Brian Blum
May 29, 2018

If you believe it, it’s truer. That’s the takeaway message from a new study on why it’s so easy for social media to sway our opinions.

The study, published in Social Psychological and Personality Sciencedemonstrates how automatic cognitive “reflexes” influence people to stay entrenched in their world views.

Researchers from Ben-Gurion University of the Negev and the Hebrew University of Jerusalem showed how the brain drives us to consider things we already believe in as truer than things with which we disagree.

They asked participants to respond to various opinion statements, such as “the Internet has made people more isolated” or “the Internet has made people more sociable.”

After participants were presented with a statement, they were asked to indicate as quickly as possible if the grammar of the sentence was correct or not. Later, they were asked if they agreed with the statement.

Participants verified the grammatical accuracy of a statement more quickly when it matched their opinion, whether it was a statement on a political topic, a matter of personal taste or a social issue. The researchers concluded that agreement generates a rapid, involuntary effect on cognitive processing.

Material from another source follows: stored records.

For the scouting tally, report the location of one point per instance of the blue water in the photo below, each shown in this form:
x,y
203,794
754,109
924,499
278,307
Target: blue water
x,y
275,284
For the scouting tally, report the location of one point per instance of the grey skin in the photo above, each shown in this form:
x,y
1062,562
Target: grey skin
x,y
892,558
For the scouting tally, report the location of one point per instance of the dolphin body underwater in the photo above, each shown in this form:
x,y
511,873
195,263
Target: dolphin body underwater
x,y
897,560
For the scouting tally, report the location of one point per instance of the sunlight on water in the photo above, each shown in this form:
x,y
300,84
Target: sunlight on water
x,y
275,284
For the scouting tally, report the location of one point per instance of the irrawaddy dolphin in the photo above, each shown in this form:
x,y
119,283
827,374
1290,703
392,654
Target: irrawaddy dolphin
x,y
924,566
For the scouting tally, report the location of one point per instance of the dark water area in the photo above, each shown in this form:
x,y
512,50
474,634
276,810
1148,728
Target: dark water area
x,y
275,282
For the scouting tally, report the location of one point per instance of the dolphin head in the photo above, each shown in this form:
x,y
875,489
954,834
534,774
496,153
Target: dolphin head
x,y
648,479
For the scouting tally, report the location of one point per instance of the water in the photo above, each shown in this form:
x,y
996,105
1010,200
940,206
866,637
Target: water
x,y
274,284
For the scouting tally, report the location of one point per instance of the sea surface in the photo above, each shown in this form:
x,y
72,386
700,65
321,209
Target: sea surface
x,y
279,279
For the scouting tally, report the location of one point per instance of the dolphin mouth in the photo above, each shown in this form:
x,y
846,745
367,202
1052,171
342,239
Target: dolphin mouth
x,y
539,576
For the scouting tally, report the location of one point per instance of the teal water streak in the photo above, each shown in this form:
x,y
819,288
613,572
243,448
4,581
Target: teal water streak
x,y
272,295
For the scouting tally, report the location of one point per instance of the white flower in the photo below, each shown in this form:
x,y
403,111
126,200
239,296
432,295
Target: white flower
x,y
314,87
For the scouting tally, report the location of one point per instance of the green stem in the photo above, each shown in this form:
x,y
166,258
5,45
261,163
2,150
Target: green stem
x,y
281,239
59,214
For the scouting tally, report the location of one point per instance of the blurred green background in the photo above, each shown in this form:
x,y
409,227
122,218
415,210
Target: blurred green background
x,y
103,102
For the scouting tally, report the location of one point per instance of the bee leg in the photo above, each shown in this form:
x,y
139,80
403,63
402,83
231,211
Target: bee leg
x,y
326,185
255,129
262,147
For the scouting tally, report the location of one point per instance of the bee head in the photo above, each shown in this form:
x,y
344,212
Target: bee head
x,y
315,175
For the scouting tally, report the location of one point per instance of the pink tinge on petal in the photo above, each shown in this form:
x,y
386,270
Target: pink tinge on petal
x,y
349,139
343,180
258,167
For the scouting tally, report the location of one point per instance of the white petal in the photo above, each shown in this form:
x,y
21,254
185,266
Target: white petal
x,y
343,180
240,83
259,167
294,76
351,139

That’s a problem, says lead researcher Michael Gilead, a psychologist who heads the Social Cognitive Neuroscience Laboratory at Ben-Gurion University.

“In order to make informed decisions, people need to be able to consider the merits and weaknesses of different opinions and adapt to new information,” he explained. “This involuntary, ‘reflex-like’ tendency to consider things we already believe in as being true might dampen our ability to think things through in a rational way.”

Future studies, he added, should “explore how other factors, such as acute stress or liberal or conservative viewpoints, affect this tendency to accept or reject opinions in a ‘knee-jerk’ manner.”

Working with Gilead on the research was Moran Sela, a doctoral student in the department of psychology at the Hebrew University, and Prof. Anat Maril from the university’s department of cognitive science.